Por sus reacciones, no parecía que no conociera al niño y tampoco se molestó en explicar…
Espera, ella había intentado hacerlo pero su Maestro no la escuchó.
Suspiro…
Qué complicado.
—No tengo hambre —dijo Jun Zixuan, doblando las mangas de su camisa blanca.
¿Cómo no puedes tener hambre después de no comer durante tanto tiempo?
—Maestro, ¿va a algún lado?
—A la oficina…
El Mayordomo Gu se quedó sin palabras.
—Pero ya ha terminado el trabajo de un mes por adelantado para poder llevar a la Señorita Yu a su universidad…
—Se detuvo al darse cuenta de hacia dónde iba esto.
Jun Zixuan hizo una pausa.
Su mirada brilló ligeramente.
Cerrando los ojos por un momento, pasó los dedos por su cabello.
—Adelanta todos los viajes de negocios de este año.
Tráelos todos hacia adelante.
Nos vamos hoy —dijo antes de entrar en el vestidor dejando al pobre Mayordomo en trance.
“_” Maestro~ Sigo siendo un humano, ¿de acuerdo?
…
Yu Mei se sentó en un banco en un parque infantil mientras sentía la brisa vespertina golpear su rostro.
Como estaba oscureciendo, todos los niños que jugaban en el parque se fueron uno a uno con sus padres.
Se quitó la bolsa del hombro e hizo que Mia se sentara correctamente en su regazo mientras la rodeaba con un brazo para que la niña dormida no se cayera.
Revisó su teléfono para ver si había recibido alguna llamada, pero para su desgracia, estaba apagado, recordándole que no lo había cargado hoy.

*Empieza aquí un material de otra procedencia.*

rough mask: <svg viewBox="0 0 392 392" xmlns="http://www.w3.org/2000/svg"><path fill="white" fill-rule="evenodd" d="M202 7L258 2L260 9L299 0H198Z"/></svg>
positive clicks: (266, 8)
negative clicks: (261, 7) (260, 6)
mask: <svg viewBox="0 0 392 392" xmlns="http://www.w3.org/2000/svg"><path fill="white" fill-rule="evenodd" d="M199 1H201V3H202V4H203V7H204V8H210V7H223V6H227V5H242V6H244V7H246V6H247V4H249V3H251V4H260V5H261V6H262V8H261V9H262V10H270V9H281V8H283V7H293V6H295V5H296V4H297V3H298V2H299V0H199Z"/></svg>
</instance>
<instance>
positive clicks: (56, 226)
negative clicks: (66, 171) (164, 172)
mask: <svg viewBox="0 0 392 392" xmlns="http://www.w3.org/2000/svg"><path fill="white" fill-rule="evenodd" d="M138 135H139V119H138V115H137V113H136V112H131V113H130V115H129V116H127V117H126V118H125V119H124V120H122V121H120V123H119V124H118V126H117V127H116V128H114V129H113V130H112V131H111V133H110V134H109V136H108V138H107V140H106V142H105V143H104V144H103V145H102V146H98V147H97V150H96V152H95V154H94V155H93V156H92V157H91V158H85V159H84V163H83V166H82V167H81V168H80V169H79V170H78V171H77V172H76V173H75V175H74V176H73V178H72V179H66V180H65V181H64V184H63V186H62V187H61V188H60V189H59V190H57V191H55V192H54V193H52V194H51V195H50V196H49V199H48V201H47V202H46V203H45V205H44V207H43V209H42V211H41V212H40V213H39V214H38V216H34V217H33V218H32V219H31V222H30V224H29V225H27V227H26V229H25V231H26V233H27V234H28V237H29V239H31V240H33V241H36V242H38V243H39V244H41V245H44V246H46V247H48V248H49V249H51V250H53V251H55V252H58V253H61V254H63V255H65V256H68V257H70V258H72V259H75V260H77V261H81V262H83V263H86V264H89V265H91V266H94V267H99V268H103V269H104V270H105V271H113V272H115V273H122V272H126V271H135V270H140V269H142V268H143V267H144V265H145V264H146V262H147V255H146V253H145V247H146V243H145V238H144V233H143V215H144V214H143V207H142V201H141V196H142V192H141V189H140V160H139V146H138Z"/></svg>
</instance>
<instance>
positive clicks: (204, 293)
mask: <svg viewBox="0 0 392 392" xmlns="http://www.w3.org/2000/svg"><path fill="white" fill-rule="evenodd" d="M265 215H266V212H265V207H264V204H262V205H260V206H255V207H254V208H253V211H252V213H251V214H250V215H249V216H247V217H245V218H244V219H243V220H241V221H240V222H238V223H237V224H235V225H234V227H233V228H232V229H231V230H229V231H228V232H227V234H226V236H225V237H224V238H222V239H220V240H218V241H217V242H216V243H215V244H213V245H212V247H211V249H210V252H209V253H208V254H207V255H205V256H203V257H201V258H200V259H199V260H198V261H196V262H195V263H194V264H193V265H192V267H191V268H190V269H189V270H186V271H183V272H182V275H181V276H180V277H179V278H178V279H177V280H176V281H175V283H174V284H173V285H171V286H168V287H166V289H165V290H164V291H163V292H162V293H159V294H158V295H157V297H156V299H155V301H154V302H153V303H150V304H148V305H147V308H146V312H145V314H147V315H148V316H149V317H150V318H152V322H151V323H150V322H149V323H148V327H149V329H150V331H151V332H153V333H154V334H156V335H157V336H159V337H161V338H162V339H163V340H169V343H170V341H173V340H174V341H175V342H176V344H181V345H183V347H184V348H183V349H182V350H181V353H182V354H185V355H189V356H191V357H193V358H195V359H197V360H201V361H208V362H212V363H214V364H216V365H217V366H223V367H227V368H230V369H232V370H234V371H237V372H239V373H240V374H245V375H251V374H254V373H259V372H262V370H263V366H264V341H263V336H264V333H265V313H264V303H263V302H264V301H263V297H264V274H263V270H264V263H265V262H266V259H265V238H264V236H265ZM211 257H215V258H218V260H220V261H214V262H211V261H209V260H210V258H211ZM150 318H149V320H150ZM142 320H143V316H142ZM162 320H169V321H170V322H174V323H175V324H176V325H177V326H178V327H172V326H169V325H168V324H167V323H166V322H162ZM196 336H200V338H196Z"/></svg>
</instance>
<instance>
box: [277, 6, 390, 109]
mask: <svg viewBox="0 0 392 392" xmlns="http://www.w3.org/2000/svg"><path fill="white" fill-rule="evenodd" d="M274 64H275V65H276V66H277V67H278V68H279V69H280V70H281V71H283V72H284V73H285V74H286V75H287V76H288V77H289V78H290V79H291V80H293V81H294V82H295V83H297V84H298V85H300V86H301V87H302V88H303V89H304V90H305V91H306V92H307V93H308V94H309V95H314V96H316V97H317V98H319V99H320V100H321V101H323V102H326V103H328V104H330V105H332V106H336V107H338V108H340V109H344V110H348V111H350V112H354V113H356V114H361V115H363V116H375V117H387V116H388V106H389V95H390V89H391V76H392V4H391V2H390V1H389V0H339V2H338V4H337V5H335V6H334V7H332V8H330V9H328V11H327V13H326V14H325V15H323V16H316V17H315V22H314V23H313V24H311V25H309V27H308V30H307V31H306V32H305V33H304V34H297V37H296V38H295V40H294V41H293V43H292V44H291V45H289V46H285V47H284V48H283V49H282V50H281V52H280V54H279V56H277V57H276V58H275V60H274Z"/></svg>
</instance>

Además, también olvidó traer el cargador con ella.
Dejando escapar un suave suspiro, se recostó en el banco de madera y miró al cielo que oscurecía.
Los eventos del día comenzaron a pasar por su mente mientras sus hermosos ojos estrellados brillaban con lágrimas.
Las hizo desaparecer parpadeando y respiró profundamente varias veces.
—Uhhh…
Yu Mei se incorporó de golpe al sentir los movimientos de la niña sentada en su regazo.
—Mia, ¿estás despierta?
—Giró ligeramente a la niña para que su rostro fuera visible para ella.
La pequeña marca de loto carmesí en su frente brilló cuando la niña abrió sus ojos color avellana.
Miró alrededor del lugar lleno de diferentes tipos de árboles.
—¿Qué estamos haciendo aquí en un bosque?
—fue lo primero que salió de su boca.
Yu Mei se rió.
—Parque…
Esto se llama un parque —dijo, colocando a la niña a su lado en el banco.
Las piernas cortas de Mia colgaban en el banco de madera pero no llegaban al suelo.
Apretó los labios, un poco avergonzada de su tamaño actual.
—¿Has terminado de cultivar?
—preguntó Yu Mei.
—Puedo volver a mi forma de zorro por el momento pero no he recuperado todos mis poderes —respondió Mia.
Yu Mei asintió mientras continuaba contemplando el cielo.
Al darse cuenta de lo terriblemente callada que estaba, Mia entrecerró los ojos.
—¿Pasó algo?
¿Por qué estamos aquí?
—Nada importante.
Nos iremos después de un tiempo —dijo Yu Mei, sin mirarla.
Mia parpadeó.
¿Esta mujer me está tomando por tonta?
Cerrando los ojos, formó una conexión con Yu Mei y miró a través de sus recuerdos, buscando la causa de su estado de ánimo abatido.